His vision has been to retain the Art Deco character but in contemporary style. The culmination of his work here is the new Fera restaurant. "The restaurant had been missing elements that give the rest of the hotel its chutzpah," he tells me. "So, I've created some that could be perceived as authentic and original yet give it more glamour."

Oliver began by creating a dramatic entrance, almost literally. You enter Fera via an arched veneer door into an area that was until recently an old electricity cupboard. A red curtain greets you as if you're backstage at the theatre. A swoosh and there is the Maitre D to welcome you.

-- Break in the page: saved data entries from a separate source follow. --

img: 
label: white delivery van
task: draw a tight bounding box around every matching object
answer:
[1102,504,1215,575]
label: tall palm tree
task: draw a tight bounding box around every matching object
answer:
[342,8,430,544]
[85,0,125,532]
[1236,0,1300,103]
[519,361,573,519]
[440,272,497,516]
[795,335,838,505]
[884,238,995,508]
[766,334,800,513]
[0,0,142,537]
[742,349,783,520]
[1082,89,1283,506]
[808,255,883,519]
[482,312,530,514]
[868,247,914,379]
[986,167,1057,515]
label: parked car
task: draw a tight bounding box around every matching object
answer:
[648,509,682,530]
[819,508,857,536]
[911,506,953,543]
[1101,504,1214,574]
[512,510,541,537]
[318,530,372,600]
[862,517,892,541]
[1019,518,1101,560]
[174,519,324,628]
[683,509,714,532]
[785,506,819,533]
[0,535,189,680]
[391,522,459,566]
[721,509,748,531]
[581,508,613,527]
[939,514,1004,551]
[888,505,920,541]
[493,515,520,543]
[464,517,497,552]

The name Fera is Latin for "wild" and reflects the influence of the seasons in the ingredients used by its master chef, Simon Rogan. The monochrome tiles have been continued and what was once a niche in which the Queen Mother enjoyed sitting, doubtless with a gin and tonic, is now a rotunda. The bulky columns that Milne introduced in the '30s have been softened by installing fluted mirrors on them, and the gothic chevrons removed, the motifs being transferred to the new glazed ceiling lighting. This sophisticated LED system now illuminates each separate table, giving the impression that you're sitting by the window by day and becoming atmospheric at night.

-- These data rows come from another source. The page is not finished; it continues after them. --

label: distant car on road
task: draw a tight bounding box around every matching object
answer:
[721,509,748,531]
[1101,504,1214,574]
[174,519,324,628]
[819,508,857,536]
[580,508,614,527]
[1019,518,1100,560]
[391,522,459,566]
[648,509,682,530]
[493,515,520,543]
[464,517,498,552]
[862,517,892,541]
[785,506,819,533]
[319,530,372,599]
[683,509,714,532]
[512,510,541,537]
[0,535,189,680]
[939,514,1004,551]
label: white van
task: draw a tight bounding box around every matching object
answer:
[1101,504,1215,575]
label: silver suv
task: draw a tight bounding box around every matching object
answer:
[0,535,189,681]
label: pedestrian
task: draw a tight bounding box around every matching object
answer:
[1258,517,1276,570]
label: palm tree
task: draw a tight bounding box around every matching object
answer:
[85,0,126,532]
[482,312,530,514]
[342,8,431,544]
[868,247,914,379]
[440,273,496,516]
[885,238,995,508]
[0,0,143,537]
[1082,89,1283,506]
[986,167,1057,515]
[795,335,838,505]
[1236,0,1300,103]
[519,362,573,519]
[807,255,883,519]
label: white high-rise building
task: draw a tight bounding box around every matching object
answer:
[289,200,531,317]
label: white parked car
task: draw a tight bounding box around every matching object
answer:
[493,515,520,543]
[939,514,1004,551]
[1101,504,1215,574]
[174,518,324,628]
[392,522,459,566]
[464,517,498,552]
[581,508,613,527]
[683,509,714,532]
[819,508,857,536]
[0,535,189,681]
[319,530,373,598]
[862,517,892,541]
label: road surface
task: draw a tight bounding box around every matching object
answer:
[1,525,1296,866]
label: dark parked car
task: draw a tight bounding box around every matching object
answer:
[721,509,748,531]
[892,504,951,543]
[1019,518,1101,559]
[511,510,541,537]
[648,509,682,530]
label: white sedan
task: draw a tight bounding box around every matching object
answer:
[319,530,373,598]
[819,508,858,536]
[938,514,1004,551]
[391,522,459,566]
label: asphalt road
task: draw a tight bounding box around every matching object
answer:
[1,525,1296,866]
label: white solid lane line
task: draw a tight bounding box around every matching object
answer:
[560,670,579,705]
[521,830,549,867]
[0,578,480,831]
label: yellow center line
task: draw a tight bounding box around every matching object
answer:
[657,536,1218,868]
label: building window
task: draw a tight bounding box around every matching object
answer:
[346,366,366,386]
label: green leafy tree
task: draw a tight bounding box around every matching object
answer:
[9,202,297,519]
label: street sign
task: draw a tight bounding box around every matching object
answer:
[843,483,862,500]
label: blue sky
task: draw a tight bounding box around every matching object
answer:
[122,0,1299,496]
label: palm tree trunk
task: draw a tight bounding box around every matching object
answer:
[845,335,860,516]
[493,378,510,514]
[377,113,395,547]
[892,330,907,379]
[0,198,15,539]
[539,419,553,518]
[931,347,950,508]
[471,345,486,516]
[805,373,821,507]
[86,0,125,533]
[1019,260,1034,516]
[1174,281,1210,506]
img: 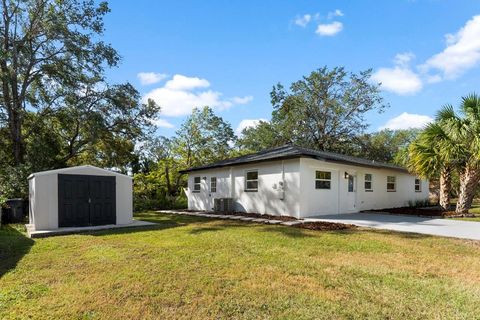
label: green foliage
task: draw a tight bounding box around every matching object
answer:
[0,0,159,198]
[355,129,420,164]
[174,106,236,167]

Rogan didn't want tablecloths - unusual in a top restaurant - so Oliver designed walnut furniture with modern but period influenced metalwork. No detail has been spared. If you drop your food or your fork, it can't roll underneath. New walls are adorned with nickel-plated bronze railings. Fluted, lit architraves have been introduced. Solid alabaster on the side gives a sense of quality and authenticity as if it's always been there. A central banquette anchors the seating. And speaking of anchors, a set of lights in one of the private rooms adjacent to the main dining area is fastened by anchor chains. Designing yachts is another Oliver speciality.

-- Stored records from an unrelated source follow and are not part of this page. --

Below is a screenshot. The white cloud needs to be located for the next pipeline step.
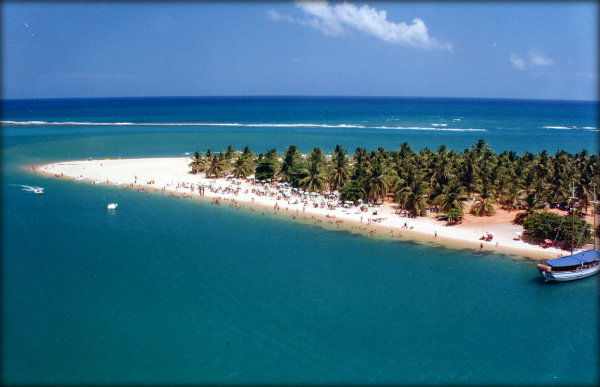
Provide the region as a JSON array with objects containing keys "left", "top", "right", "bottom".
[
  {"left": 510, "top": 53, "right": 526, "bottom": 70},
  {"left": 510, "top": 50, "right": 554, "bottom": 71},
  {"left": 268, "top": 9, "right": 295, "bottom": 24},
  {"left": 269, "top": 1, "right": 452, "bottom": 51},
  {"left": 528, "top": 50, "right": 553, "bottom": 66}
]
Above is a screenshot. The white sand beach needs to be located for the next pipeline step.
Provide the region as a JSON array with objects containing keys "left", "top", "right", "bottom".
[{"left": 33, "top": 157, "right": 588, "bottom": 260}]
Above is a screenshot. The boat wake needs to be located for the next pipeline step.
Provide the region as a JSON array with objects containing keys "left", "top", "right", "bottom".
[{"left": 9, "top": 184, "right": 44, "bottom": 194}]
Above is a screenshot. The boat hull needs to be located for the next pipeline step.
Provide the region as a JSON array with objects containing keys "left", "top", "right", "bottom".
[{"left": 540, "top": 265, "right": 600, "bottom": 282}]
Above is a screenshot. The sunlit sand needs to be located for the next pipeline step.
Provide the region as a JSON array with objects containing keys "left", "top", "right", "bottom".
[{"left": 35, "top": 157, "right": 589, "bottom": 260}]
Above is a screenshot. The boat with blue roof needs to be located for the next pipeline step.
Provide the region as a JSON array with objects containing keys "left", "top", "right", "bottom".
[
  {"left": 537, "top": 183, "right": 599, "bottom": 282},
  {"left": 537, "top": 250, "right": 600, "bottom": 282}
]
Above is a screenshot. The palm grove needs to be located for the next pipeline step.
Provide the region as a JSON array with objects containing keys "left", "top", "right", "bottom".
[{"left": 189, "top": 140, "right": 598, "bottom": 245}]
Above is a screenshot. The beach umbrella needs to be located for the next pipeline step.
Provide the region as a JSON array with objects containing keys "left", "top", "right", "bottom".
[{"left": 544, "top": 239, "right": 553, "bottom": 244}]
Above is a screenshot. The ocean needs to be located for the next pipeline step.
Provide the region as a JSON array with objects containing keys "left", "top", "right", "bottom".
[{"left": 2, "top": 97, "right": 598, "bottom": 385}]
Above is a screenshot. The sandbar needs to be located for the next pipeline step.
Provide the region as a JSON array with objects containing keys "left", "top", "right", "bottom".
[{"left": 32, "top": 157, "right": 594, "bottom": 260}]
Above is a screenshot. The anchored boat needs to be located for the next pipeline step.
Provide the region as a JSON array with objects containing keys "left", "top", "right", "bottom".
[
  {"left": 537, "top": 250, "right": 600, "bottom": 282},
  {"left": 537, "top": 183, "right": 599, "bottom": 282}
]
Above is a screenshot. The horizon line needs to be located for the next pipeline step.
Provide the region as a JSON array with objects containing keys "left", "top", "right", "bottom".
[{"left": 2, "top": 95, "right": 598, "bottom": 103}]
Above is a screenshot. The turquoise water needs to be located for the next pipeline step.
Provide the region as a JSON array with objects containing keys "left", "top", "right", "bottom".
[{"left": 2, "top": 97, "right": 598, "bottom": 385}]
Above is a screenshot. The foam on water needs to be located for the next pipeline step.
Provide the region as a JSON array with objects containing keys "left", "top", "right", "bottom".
[
  {"left": 8, "top": 183, "right": 44, "bottom": 193},
  {"left": 0, "top": 120, "right": 487, "bottom": 132}
]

As with many modern kitchens, it is open to view from the dining area. Oliver spotted a particular motif on a 1930s fire door panel there which he has transposed to the restaurant ceiling. All the walls carry the fluting elements that so characterise the Art Deco period. Yet the swirling abstracts and the day and nightscape paintings by American artist Linn Meyers lend a contemporary feel. The green sateen wool curtains reference the cuisine. So too does the lighter green shade of the carpets.

Their design Oliver discovered from an end paper in a book. Marble has been retained but matched on new walls. The restaurant has been painted in garrison grey "to calm it all down". "Oswald Milne was ill-disciplined," claims Oliver. "I found references to Egypt, China, neo-classicism. What I've tried to do is to create a consistent language."

Dining at Claridges has throughout its history been practised by the rich, the famous and the powerful. The royal families of Greece, Norway and Jugoslavia were ensconced at Claridges during World War II, General de Gaulle held cabinet-in-exile meetings here. Churchill was a regular diner. Today's celebrities and movers and shakers will sate their appetites here. With all things culinary now a national obsession,

Fera's opening offers another high-class option to the capital. As diners linger over their pea flour wafers and marinated sturgeon, they may look around to see that there is more than just food on the menu. Guy Oliver's keen sense of art history and tradition, has created a period design that feels modern, traditional yet friendly. "I hope that if a refurbishment takes place in 20 years time, the new interior architectural additions will feel authentic enough to leave."